The KITTI Vision Benchmark Suite (left) and the MPI Sintel Benchmark (right) provide ground truth data and evaluation servers for benchmarking vision algorithms. So far, more than 400 methods have been evaluated on our benchmarks.
While ground truth datasets spur innovation, many current datasets for evaluating stereo, optical flow, scene flow and other tasks are restricted in terms of size, complexity, and diversity, making it difficult to train and test on realistic data. For example, we co-authored the Middlebury flow dataset [ ], which arguably set a standard for the field but was limited in terms of complexity.
In [ ], we took advantage of an autonomous driving platform to develop challenging real-world benchmarks for stereo, optical flow, scene flow, visual odometry/SLAM, 3D object detection, 3D tracking and road/lane detection. Accurate ground truth is provided by a Velodyne laser scanner and a GPS localization system. Our datasets are captured by driving around a mid-size city of Karlsruhe, in rural areas and on highways with up to 15 cars and 30 pedestrians visible per image.

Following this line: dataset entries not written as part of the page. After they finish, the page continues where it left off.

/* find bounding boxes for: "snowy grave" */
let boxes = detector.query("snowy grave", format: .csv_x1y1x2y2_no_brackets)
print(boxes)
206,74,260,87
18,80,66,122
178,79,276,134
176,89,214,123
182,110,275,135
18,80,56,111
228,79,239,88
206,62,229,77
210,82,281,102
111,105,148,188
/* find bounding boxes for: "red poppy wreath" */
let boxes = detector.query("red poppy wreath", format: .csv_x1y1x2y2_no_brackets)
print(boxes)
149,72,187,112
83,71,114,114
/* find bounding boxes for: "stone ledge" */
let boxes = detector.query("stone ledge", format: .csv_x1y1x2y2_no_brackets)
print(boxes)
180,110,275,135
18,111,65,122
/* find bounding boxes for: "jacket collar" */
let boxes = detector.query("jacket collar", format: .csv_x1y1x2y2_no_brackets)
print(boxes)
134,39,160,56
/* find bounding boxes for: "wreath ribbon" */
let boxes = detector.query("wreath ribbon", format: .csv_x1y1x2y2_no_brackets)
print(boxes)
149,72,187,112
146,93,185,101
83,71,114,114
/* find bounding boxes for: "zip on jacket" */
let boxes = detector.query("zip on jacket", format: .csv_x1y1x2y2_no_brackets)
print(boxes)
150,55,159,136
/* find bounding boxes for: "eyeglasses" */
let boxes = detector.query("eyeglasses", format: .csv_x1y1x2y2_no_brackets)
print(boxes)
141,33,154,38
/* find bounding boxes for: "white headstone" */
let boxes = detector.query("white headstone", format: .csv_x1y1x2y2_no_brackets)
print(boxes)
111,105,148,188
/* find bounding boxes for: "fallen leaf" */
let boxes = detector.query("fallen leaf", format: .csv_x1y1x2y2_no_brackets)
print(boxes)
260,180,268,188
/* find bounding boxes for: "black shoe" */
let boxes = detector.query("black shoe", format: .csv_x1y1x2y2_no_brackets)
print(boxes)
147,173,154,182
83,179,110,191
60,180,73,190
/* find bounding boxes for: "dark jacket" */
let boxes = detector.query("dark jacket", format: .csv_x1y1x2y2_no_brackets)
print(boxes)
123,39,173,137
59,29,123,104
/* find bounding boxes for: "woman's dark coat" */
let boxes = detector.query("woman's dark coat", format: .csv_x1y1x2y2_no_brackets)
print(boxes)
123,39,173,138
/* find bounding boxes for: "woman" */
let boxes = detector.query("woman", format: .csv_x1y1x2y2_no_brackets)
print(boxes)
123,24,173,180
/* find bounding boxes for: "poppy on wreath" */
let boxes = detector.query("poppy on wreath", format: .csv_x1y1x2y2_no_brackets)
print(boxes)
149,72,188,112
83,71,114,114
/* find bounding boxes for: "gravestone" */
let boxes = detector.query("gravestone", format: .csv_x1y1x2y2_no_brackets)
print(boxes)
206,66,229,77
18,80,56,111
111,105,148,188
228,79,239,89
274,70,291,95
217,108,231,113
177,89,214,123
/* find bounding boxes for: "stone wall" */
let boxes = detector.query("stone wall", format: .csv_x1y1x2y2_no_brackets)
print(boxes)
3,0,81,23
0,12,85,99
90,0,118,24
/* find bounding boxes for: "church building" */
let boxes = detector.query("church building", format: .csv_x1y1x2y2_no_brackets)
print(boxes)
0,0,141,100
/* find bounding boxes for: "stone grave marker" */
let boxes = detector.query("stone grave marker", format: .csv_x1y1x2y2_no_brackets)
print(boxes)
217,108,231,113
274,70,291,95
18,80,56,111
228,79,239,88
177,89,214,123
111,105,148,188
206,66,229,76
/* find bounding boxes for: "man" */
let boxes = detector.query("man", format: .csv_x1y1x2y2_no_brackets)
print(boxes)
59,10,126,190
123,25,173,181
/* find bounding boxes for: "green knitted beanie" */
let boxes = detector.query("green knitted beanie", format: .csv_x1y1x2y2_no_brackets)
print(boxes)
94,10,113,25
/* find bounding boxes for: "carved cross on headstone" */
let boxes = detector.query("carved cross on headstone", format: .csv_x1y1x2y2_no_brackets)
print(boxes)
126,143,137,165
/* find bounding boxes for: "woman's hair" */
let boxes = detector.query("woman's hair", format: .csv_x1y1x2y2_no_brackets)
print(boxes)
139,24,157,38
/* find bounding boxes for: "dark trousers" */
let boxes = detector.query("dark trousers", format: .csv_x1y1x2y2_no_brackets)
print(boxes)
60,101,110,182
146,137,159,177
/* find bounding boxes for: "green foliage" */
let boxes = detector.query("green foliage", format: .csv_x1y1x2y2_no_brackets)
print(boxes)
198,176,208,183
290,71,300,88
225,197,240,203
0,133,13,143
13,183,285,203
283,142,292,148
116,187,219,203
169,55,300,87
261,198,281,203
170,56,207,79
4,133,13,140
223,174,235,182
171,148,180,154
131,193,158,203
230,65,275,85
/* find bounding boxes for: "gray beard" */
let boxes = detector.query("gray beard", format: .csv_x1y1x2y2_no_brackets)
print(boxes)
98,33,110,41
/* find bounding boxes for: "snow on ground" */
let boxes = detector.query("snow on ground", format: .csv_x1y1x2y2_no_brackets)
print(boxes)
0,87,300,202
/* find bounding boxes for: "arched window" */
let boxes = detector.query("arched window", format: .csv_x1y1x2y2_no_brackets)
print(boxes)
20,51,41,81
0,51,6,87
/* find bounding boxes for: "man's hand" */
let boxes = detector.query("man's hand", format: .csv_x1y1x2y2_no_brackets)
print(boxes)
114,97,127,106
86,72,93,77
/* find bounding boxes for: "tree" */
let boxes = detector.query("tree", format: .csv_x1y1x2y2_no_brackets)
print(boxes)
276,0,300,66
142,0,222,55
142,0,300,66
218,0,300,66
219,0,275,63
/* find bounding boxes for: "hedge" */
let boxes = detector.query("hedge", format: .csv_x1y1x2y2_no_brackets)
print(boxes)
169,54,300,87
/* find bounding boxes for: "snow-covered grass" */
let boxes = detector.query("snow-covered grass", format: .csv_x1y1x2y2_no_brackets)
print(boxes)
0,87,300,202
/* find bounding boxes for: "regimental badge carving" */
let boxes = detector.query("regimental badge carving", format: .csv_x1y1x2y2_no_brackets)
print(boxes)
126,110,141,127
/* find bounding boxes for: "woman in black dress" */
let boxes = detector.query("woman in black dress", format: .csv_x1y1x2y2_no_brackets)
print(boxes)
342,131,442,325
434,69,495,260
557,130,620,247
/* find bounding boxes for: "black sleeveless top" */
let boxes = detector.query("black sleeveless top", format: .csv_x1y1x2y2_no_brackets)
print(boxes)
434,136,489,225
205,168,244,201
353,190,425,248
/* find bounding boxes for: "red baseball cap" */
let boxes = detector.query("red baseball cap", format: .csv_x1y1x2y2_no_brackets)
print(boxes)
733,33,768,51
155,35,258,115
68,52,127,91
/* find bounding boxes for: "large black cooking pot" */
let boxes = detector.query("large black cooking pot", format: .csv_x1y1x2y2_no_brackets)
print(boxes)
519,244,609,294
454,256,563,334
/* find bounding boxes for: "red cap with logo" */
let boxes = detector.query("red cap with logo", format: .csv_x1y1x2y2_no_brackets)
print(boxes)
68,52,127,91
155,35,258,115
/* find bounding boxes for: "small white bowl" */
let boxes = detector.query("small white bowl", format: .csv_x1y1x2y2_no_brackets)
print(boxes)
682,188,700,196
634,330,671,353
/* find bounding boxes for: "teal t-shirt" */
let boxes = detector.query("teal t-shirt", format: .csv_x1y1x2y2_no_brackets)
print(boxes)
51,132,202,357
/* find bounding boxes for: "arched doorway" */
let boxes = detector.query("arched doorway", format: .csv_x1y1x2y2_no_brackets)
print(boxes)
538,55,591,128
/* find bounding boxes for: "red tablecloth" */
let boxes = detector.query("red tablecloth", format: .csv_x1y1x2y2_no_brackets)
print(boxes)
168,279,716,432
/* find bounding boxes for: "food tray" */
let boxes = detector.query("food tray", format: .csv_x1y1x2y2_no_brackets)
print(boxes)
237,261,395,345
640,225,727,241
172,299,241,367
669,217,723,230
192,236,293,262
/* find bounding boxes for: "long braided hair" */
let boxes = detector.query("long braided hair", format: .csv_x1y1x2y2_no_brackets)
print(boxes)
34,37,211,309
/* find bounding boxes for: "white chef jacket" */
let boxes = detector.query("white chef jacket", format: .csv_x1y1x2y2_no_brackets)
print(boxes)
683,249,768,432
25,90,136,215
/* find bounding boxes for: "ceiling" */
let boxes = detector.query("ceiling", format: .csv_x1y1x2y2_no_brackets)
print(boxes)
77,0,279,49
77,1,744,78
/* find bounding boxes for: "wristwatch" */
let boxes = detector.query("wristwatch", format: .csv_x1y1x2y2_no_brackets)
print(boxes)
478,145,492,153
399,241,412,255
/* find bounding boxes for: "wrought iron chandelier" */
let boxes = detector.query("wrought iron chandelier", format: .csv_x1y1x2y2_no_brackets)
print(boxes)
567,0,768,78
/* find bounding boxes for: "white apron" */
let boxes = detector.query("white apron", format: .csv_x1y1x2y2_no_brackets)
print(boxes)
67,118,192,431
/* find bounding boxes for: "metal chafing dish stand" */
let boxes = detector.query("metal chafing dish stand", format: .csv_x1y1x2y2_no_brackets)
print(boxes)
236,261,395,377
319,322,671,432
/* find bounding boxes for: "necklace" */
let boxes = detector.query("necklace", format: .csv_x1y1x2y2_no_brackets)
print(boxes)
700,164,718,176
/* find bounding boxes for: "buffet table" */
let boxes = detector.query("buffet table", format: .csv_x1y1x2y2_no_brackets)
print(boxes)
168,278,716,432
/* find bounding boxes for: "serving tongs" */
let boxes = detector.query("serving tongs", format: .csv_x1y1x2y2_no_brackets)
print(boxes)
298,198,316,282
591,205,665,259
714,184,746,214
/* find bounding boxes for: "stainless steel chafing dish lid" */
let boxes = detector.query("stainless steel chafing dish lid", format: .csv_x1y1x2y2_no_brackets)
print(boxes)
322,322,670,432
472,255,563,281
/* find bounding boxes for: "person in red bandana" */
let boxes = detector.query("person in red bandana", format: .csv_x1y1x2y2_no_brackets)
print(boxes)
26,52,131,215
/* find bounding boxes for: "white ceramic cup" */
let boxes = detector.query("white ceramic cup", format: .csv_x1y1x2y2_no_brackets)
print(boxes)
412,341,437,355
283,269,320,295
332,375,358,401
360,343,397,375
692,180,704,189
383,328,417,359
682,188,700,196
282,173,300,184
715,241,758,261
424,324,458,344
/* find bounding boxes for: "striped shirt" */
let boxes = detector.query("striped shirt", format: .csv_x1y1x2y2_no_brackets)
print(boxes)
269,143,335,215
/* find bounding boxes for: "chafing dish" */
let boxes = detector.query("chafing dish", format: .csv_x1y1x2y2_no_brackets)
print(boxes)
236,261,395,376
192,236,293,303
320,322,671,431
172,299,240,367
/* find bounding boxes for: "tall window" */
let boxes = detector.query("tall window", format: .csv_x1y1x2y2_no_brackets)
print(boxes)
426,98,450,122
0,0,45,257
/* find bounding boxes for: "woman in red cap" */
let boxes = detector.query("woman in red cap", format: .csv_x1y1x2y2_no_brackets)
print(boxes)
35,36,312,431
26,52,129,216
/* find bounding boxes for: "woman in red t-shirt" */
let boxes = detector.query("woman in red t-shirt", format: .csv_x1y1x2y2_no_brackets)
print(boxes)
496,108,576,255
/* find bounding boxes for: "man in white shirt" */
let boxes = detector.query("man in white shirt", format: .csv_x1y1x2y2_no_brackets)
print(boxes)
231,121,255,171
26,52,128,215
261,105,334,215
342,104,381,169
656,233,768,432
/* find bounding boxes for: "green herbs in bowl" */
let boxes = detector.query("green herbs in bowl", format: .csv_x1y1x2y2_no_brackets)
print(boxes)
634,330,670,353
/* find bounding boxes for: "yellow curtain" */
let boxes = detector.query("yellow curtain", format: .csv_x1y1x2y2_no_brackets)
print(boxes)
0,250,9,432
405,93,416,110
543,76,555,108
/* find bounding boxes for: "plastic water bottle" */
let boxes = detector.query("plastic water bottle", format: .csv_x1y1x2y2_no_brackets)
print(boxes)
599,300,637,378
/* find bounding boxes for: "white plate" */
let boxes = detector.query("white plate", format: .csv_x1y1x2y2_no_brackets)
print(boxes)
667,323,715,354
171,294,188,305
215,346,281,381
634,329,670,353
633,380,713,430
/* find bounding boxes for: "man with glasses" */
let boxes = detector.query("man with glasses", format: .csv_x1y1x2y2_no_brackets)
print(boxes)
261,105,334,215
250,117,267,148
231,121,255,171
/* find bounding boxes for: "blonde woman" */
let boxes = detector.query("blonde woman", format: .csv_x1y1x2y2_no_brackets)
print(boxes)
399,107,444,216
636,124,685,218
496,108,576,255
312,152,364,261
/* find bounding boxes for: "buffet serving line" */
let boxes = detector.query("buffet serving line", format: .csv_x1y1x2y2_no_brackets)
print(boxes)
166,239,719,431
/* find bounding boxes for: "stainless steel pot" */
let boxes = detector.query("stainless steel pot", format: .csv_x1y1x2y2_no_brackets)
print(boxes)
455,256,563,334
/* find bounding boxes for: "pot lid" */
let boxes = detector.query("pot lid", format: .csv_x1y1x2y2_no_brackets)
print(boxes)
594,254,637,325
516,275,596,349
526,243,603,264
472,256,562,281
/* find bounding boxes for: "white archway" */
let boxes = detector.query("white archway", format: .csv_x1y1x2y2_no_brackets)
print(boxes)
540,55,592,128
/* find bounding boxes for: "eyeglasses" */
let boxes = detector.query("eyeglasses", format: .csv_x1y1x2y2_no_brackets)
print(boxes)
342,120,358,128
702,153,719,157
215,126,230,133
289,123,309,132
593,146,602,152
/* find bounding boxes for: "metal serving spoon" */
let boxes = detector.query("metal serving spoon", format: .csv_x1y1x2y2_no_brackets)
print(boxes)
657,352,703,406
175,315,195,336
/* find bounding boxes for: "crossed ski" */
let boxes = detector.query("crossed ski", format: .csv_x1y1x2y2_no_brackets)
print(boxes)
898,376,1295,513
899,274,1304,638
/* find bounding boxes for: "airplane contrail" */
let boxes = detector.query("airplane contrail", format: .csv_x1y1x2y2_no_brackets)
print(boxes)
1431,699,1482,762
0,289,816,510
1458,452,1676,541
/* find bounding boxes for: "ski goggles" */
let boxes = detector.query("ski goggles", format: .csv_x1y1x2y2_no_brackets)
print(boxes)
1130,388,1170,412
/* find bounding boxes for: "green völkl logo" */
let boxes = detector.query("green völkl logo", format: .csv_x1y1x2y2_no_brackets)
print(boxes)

For each of our benchmarks, we also provide a set of evaluation metrics and a server for evaluating results on the test set. Our experiments showed that moving outside the laboratory to the real world was critical. We continue to develop new ground truth to push the field further.
In [ ], we proposed a novel optical flow, stereo and scene flow data set derived from the open source 3D animated short film Sintel. We extracted 35 sequences displaying different environments, characters/objects, and actions and showed that the image and motion statistics of Sintel are similar to natural movies. Using the 3D source data, we created an optical flow data set exhibits important features not present in previous datasets: long sequences, large motions, non-rigidly moving objects, specular reflections, motion blur, defocus blur, and atmospheric effects. We released the ground truth optical flow for 23 training sequences and withheld the remaining 12 sequences for evaluation purposes. When released in 2012, the best methods had an average endpoint error of around 10 pixels. The dataset has focused the community on core problems and only 3.5 years later, there are over 70 methods evaluated on the benchmark with the best methods are approaching 5 pixels in error.